Ijinkanlah saya memperkenalkan diri saya kepada Bapak dan Ibu Sekalian. Nama saya Yogi, Bapak dan Ibu. Lengkapnya adalah Yogi Djatnika. Mungkin di antara Bapak dan Ibu sekalian ada yang telah mengenal saya sebelumnya. Baik itu mengenal fisik di dunia nyata, maupun mengenal secara non-fisik melalui dunia maya. Yang saya maksud bukanlah Neng Maya yang tinggal di ujung jalan, atau Ibu Maya yang bekerja di pemerintahan. Yang saya maksud adalah dengan dunia maya adalah dunia internet, atau bahkan dunia Ide seperti yang pernah diungkapkan Eyang Plato berabad yang lalu.
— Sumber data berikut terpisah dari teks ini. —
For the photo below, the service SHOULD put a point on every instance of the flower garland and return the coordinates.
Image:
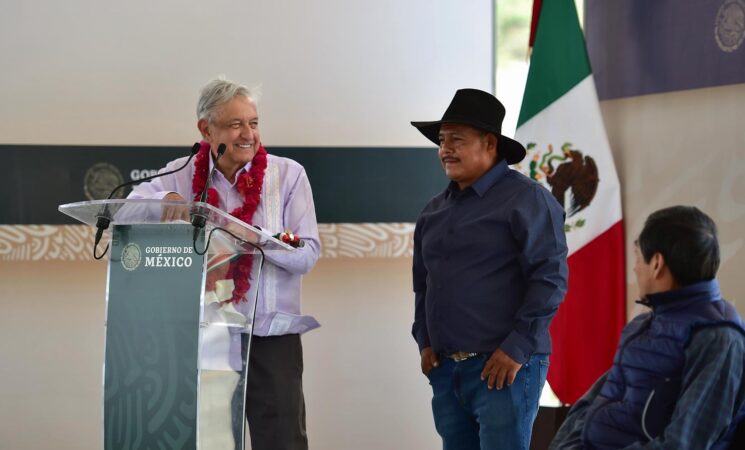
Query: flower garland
(249, 185)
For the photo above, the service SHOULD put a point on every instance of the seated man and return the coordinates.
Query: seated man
(677, 377)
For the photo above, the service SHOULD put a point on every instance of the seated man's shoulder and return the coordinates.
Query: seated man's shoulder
(719, 336)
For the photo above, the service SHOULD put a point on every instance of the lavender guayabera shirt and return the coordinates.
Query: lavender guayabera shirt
(286, 204)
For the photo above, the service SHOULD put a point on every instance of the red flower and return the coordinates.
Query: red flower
(249, 185)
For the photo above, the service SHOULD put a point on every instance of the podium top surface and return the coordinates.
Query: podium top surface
(149, 211)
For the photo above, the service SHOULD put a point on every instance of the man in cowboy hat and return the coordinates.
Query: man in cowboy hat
(489, 274)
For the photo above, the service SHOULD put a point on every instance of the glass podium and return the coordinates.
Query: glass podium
(176, 346)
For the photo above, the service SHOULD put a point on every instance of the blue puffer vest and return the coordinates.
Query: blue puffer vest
(637, 399)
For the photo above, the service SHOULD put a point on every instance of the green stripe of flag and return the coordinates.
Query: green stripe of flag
(559, 60)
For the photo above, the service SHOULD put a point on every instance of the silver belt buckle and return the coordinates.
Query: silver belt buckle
(461, 356)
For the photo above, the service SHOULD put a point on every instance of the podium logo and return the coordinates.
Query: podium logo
(131, 256)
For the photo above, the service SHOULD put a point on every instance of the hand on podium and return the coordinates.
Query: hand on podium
(175, 212)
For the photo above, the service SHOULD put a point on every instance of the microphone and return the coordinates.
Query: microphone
(103, 219)
(198, 216)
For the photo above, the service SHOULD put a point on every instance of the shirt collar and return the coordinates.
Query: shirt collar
(696, 292)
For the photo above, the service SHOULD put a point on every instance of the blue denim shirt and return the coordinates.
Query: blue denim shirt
(489, 267)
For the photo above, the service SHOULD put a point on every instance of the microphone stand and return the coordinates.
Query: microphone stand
(198, 215)
(103, 219)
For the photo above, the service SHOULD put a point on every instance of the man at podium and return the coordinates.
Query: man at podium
(274, 194)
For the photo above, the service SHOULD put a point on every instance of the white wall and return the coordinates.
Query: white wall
(688, 148)
(332, 72)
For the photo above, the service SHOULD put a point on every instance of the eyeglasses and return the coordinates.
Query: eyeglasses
(240, 124)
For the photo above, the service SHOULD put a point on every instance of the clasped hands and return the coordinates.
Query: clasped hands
(499, 369)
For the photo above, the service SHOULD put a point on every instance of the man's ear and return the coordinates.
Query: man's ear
(203, 126)
(491, 143)
(659, 267)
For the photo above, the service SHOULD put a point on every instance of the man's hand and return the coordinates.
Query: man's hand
(175, 212)
(429, 360)
(500, 368)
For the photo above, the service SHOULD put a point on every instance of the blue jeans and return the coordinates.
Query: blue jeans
(469, 416)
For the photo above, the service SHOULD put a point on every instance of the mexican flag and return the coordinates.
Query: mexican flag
(568, 152)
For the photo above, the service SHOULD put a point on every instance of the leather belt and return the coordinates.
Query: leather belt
(461, 356)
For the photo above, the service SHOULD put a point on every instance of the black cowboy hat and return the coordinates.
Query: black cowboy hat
(480, 110)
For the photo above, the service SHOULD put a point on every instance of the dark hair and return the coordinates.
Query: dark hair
(686, 238)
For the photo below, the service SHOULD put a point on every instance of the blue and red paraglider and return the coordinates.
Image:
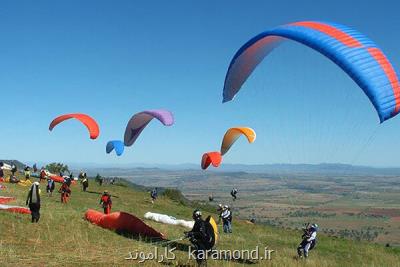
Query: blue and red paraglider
(352, 51)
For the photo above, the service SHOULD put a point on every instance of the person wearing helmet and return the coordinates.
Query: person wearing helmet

Tidak perlulah kiranya saya menceritakan siapa Eyang Plato dan silsilah keluarganya. Toh, anda tidak akan bisa bertemu lagi dengannya. Kalaupun ada Bapak atau Ibu yang berkenan mengetahui lebih lanjut, Bapak dan Ibu bisa mencari informasinya di Internet. Tapi tolong jangan tanya saya, karena saya sendiri pun tidak mengenalnya karena dia tidak pernah mengenal saya.

Saya bahkan yakin kalau banyak juga di antara Bapak dan Ibu yang mengenal saya dengan sangat baik. Tidak tertutup kemungkinan ada Bapak atau Ibu yang sudah hapal dengan kebiasaan saya, jam berapa saya bangun siang (saya susah sekali bangun pagi, Bapak dan Ibu!), apa yang saya makan setiap hari, atau lebih jauh lagi, kapan saya buang air dan buang gas. Untuk itu saya mengucapkan banyak sekali terima kasih karena sudi menyempatkan diri mengenal saya. Saya paham sekali, Bapak dan Ibu sekalian, bahwa saya bukanlah artis top ibukota apalagi ibu tiri. Tapi itu bukan salah saya dan sungguh bukan kemauan saya kalau saya jadi terkenal seperti sekarang ini. Takdir telah memilih saya untuk menjadi seperti ini.

Meskipun begitu, Bapak dan Ibu sekalian, saya perlu mengemukakan bahwa sebenarnya Bapak dan Ibu sekalian tidak atau belum mengenal saya dengan baik. Saya pun sering bertanya, siapakah saya ini? Apakah seorang Kapiten? Apakah Si gembala sapi? Ataukah hanya seorang lelaki? Bapak dan Ibu tidak perlu merasa bersalah karena tidak mengenal saya dengan baik. Tidak perlu Bapak dan Ibu menangis tersedu hanya karena masalah ini.

Pada dasarnya manusia itu selalu berubah setiap hari, Bapak dan Ibu. Selalu ada yang berbeda setiap hari. Rambut saya hari ini tidak sama panjang dengan kemarin. Baju saya hari ini pun akan berbeda dengan esok hari meski dengan jenis yang sama, warna yang sama, merk yang sama. Jadi meskipun Bapak dan Ibu melihat saya seolah menggunakan baju yang sama, itu sebenarnya tidak sama. Kalau pun saya menggunakan baju kemarin untuk hari ini, warnanya tidak sama karena pengaruh pergaulan dan keringat. Begitu pula dengan baunya.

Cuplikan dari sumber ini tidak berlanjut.